Analytics dashboard with multiple charts

Multi-tenancy is easy to underestimate because the first version is usually just a `company_id` column. Add the column, add an index, filter by it in queries, and move on. That works until the product grows, background jobs are added, exports are introduced, and one missing filter becomes a serious data leak.

For a platform that manages advertiser data, tenant isolation is not a nice-to-have. It is a core security boundary. The safest design is the one where the boring default path is also the secure path.

Make Tenant Context Explicit

I avoid passing raw IDs through twenty function calls. Instead, request-scoped tenant context becomes a first-class value. It contains the company, profile, marketplace, permissions, and any constraints needed by the downstream service.

type TenantContext struct {
    CompanyID int64
    ProfileID int64
    Country   string
    Roles     []string
}

func TenantFromRequest(r *http.Request) (TenantContext, error) {
    claims := auth.ClaimsFromContext(r.Context())
    if claims.CompanyID == 0 {
        return TenantContext{}, errors.New("missing tenant")
    }
    return TenantContext{
        CompanyID: claims.CompanyID,
        ProfileID: claims.ProfileID,
        Country:   claims.Country,
        Roles:     claims.Roles,
    }, nil
}

Push Filters Into Repositories

The most common mistake is letting handlers build SQL conditions themselves. Some handlers remember the tenant filter, others forget it. A better pattern is to put tenant-aware methods in repositories and make unsafe methods hard to call.

func (r *CampaignRepository) ListActive(ctx context.Context, tenant TenantContext) ([]Campaign, error) {
    const q = `
        SELECT id, name, status, budget
        FROM campaigns
        WHERE company_id = ? AND profile_id = ? AND status = 'ENABLED'
        ORDER BY updated_at DESC
    `
    return scanCampaigns(r.db.QueryContext(ctx, q, tenant.CompanyID, tenant.ProfileID))
}

This does not remove the need for review, but it changes the default. Engineers call tenant-scoped methods because those are the methods that exist.

Background Jobs Are the Dangerous Part

HTTP requests usually have auth middleware. Workers do not. That makes workers the place where tenant isolation silently disappears. Every SQS message, cron job, and backfill task should carry tenant metadata explicitly.

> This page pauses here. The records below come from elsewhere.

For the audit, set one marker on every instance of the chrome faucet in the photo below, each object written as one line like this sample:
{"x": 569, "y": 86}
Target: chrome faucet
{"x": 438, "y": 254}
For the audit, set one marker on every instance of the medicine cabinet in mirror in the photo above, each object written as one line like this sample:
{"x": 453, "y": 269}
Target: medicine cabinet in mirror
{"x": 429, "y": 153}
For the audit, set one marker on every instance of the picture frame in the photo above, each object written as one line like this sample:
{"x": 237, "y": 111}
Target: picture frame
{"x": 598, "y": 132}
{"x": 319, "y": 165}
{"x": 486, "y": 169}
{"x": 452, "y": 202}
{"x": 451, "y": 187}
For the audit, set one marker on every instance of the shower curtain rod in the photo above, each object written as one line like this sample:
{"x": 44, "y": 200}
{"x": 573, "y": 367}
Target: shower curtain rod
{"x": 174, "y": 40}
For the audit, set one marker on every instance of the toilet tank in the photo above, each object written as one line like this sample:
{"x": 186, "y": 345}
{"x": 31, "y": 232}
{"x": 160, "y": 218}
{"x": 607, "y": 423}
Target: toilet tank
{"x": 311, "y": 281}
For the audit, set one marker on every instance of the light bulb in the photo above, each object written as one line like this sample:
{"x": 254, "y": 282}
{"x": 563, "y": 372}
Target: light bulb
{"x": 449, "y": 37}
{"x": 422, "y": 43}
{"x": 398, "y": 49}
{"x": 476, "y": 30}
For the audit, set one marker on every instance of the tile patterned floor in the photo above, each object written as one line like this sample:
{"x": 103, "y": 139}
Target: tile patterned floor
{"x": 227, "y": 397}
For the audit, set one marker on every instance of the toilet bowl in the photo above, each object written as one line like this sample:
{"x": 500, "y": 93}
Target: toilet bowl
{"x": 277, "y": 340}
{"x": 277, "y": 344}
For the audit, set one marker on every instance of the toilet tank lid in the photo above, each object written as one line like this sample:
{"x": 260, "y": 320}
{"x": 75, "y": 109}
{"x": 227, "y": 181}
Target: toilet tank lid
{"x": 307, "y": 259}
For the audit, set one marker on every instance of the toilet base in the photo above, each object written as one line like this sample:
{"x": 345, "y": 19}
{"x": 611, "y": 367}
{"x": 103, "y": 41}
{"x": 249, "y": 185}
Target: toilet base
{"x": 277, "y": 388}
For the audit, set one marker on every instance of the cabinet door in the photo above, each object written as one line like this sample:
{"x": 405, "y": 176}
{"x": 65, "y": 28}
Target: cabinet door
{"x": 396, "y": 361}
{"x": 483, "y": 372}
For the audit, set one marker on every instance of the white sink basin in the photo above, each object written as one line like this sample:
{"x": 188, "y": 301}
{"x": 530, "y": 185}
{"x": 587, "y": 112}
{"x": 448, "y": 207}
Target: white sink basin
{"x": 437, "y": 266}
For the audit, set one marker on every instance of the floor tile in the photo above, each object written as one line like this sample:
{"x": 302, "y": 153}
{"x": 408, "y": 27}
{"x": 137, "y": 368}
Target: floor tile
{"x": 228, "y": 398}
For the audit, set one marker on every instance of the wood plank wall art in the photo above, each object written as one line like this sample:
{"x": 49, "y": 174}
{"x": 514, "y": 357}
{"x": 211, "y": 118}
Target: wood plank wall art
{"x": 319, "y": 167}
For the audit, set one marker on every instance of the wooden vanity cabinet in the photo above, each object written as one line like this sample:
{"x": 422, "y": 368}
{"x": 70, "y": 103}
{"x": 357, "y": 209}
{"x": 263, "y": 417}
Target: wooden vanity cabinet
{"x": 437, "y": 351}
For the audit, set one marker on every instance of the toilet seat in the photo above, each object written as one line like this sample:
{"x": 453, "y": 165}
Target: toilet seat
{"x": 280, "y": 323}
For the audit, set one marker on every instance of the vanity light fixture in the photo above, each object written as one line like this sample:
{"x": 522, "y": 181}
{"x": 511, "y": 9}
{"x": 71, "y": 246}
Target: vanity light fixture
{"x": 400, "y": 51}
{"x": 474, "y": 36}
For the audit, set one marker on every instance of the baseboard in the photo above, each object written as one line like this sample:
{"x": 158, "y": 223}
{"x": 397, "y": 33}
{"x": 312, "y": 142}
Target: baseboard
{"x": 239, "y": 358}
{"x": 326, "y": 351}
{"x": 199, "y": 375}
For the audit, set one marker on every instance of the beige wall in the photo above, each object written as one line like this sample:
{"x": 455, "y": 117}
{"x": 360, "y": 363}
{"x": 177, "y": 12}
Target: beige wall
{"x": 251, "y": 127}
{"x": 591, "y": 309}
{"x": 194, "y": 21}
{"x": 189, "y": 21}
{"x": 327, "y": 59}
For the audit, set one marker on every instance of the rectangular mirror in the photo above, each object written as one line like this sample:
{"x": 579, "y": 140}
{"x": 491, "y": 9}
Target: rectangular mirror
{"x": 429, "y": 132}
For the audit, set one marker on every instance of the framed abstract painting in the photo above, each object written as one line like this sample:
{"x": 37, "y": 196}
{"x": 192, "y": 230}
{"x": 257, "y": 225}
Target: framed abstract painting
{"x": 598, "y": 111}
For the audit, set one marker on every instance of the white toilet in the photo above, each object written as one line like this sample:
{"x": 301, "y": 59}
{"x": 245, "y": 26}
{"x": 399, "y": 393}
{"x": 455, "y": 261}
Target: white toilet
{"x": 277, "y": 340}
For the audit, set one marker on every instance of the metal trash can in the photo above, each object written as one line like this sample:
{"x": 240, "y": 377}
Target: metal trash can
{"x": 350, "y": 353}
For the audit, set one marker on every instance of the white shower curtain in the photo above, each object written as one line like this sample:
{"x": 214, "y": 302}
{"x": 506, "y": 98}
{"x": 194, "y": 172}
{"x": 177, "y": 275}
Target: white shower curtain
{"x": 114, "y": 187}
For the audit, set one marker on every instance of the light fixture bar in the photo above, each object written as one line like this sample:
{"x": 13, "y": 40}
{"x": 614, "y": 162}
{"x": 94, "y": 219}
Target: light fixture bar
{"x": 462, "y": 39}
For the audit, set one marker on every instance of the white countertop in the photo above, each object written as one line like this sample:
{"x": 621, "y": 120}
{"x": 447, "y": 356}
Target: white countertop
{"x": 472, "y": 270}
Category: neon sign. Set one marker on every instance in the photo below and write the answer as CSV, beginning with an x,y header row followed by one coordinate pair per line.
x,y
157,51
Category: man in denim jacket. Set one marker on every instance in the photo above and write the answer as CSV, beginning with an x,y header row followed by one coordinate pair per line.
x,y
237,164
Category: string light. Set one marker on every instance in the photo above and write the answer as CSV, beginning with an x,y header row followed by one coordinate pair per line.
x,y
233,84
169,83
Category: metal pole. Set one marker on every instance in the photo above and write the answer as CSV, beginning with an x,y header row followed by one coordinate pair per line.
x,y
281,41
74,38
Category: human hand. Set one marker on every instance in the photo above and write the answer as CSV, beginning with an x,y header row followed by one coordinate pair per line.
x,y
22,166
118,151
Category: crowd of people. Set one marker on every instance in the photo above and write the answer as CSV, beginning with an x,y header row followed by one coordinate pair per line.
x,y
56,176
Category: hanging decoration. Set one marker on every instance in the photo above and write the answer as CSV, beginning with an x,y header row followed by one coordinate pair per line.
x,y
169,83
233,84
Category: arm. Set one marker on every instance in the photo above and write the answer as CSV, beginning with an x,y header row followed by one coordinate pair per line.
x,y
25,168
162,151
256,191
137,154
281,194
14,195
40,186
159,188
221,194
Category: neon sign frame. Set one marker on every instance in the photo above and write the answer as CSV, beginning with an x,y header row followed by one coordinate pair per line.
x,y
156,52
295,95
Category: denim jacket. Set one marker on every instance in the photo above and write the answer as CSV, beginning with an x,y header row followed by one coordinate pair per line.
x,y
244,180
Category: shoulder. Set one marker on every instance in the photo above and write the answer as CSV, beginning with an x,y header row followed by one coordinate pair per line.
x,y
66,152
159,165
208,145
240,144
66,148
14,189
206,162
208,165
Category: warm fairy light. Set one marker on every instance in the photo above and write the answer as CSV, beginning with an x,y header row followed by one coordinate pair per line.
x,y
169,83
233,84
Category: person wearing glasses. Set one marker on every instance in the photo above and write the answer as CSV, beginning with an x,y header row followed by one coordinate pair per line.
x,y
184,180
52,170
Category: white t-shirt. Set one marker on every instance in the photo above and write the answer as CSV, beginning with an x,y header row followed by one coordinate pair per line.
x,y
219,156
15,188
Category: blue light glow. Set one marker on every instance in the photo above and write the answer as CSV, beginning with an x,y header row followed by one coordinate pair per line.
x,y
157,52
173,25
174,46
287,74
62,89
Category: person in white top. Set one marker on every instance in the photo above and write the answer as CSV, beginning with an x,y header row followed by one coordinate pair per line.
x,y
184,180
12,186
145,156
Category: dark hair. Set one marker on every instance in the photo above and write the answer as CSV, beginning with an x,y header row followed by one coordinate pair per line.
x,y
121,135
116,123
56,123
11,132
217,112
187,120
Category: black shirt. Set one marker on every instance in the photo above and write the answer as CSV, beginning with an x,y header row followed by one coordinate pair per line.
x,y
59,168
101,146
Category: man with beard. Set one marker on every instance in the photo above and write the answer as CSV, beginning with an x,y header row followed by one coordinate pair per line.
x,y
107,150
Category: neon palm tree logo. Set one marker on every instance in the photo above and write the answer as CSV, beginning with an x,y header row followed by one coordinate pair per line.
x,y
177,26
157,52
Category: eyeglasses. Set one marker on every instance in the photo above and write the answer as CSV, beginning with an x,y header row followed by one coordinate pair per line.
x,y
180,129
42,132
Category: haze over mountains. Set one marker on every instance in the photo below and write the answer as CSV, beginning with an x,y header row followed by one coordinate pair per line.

  • Queue messages should include tenant identifiers, not only resource IDs.
  • Workers should reconstruct `TenantContext` before touching storage.
  • Backfills should process one tenant at a time when possible.
  • Admin scripts should log the tenant scope they operate on before doing work.

Test Isolation As A Contract

Unit tests for repositories should seed data for two tenants and assert that only one tenant is returned. It sounds repetitive, but this is exactly the kind of boring test that prevents expensive mistakes.

func TestListActiveDoesNotCrossTenant(t *testing.T) {
    repo := newTestCampaignRepo(t)
    repo.seed(companyA, profileA, "campaign-a")
    repo.seed(companyB, profileB, "campaign-b")

    got, err := repo.ListActive(context.Background(), TenantContext{
        CompanyID: companyA,
        ProfileID: profileA,
    })
    require.NoError(t, err)
    require.Equal(t, []string{"campaign-a"}, names(got))
}

The goal is not paranoia. The goal is to make tenant isolation part of the service contract, visible in code, tests, logs, and operational tooling.